Zulip Chat Archive
Stream: maths
Topic: cardinality of insert
Jakob von Raumer (Jun 20 2021 at 20:13):
Hi all, I'm fruitlessly trying to prove cardinal.mk ↥{x, y} ≤ ↑2, where {x, y} : set V. Is there a lemma on the cardinality of inserts that I'm just missing?
Eric Wieser (Jun 20 2021 at 20:49):
It's probably easier to show finset.card {x, y} ≤ 2, but it would be nice to know how to show your version too
Jakob von Raumer (Jun 20 2021 at 20:50):
Maybe the easiest way is to show that first and then lift the inequality to cardinal
Jakob von Raumer (Jun 20 2021 at 21:04):
(the latter part seems to be the more difficult half)

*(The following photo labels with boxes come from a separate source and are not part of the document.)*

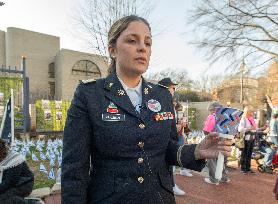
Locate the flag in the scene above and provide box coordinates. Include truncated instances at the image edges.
[32,152,39,161]
[0,97,13,144]
[40,163,48,175]
[58,154,62,167]
[48,169,55,180]
[215,108,243,135]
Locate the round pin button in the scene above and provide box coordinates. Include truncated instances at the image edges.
[138,142,145,149]
[137,176,144,183]
[139,123,146,130]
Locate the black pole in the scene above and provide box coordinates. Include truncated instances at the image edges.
[22,57,30,135]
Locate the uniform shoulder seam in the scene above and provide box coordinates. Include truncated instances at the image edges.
[79,79,96,84]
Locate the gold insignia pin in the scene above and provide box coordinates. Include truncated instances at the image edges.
[118,89,125,96]
[144,88,149,94]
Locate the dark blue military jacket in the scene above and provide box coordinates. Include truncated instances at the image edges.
[62,73,205,204]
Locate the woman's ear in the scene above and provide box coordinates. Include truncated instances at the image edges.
[108,45,116,59]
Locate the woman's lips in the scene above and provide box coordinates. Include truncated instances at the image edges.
[135,57,147,64]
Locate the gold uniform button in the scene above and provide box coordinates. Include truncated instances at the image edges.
[139,123,146,130]
[137,176,144,183]
[138,142,145,149]
[138,158,144,164]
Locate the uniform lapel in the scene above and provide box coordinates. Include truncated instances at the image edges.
[104,73,139,117]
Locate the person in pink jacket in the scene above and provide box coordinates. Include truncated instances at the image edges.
[238,106,257,174]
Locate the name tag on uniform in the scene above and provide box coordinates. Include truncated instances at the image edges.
[102,113,125,122]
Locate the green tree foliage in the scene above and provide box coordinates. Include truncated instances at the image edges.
[176,90,211,102]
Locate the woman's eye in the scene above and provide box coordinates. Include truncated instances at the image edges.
[128,39,136,44]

Adam Topaz (Jun 20 2021 at 21:29):
Adam Topaz (Jun 20 2021 at 21:30):
Oh, that has some fintype assumptions
Adam Topaz (Jun 20 2021 at 21:35):
There should be some lemma saying that if f : X \to Y is surjective, then the cardinality of Y is at most that of X. You can then use that and produce a surjection from fin 2 (maybe after a ulift?), for example
Eric Rodriguez (Jun 20 2021 at 21:59):
ahh, lean: image.png
Eric Rodriguez (Jun 20 2021 at 22:00):
(this is in cardinals, and the best solution that library_search suggests is norm_num.one_succ)
Patrick Stevens (Jun 20 2021 at 22:02):
What's the type of 2 and each of the 1 there?
Patrick Stevens (Jun 20 2021 at 22:03):
(I am still sore from the pain of equivocating between the real 2 and the nat 2 a lot recently)
Patrick Stevens (Jun 20 2021 at 22:06):
E.g. try have p : (2 : nat) = (1 : nat) + (1 : nat) := by norm_num and then convert p, you might get error messages telling you what's wrong
Eric Rodriguez (Jun 20 2021 at 22:08):
they're cardinals haha, but it ends up being okay ^^
Eric Rodriguez (Jun 20 2021 at 22:35):
import set_theory.cardinal
import data.fintype.card
import tactic.linarith
variables {α : Type*} [decidable_eq α]
instance set.fintype_insert'' {a : α} {s : set α} [fintype s] : fintype (insert a s : set α) :=
fintype.of_finset (insert a s.to_finset) $ by simp
example (x y : α) : cardinal.mk ({x, y} : set α) ≤ (2 : ℕ) :=
begin
rw cardinal.fintype_card,
norm_cast,
obtain rfl | h := @eq_or_ne _ x y,
{ simp },
rw set.card_insert,
simp,
simp [h]
end
this can definitely be improved
Yakov Pechersky (Jun 20 2021 at 22:56):
import set_theory.cardinal
import data.fintype.card
import tactic.linarith
variables {α : Type*}
lemma cardinal.mk_insert (s : set α) (x : α) :
cardinal.mk (insert x s : set α) ≤ cardinal.mk s + 1 :=
begin
rw ←set.union_singleton,
convert cardinal.mk_union_le _ _,
simp
end
example (x y : α) : cardinal.mk ({x, y} : set α) ≤ (2 : ℕ) :=
begin
convert cardinal.mk_insert _ _,
norm_num
end
Eric Rodriguez (Jun 20 2021 at 23:00):
(the simp is just rw cardinal.mk_singleton _, fwiw)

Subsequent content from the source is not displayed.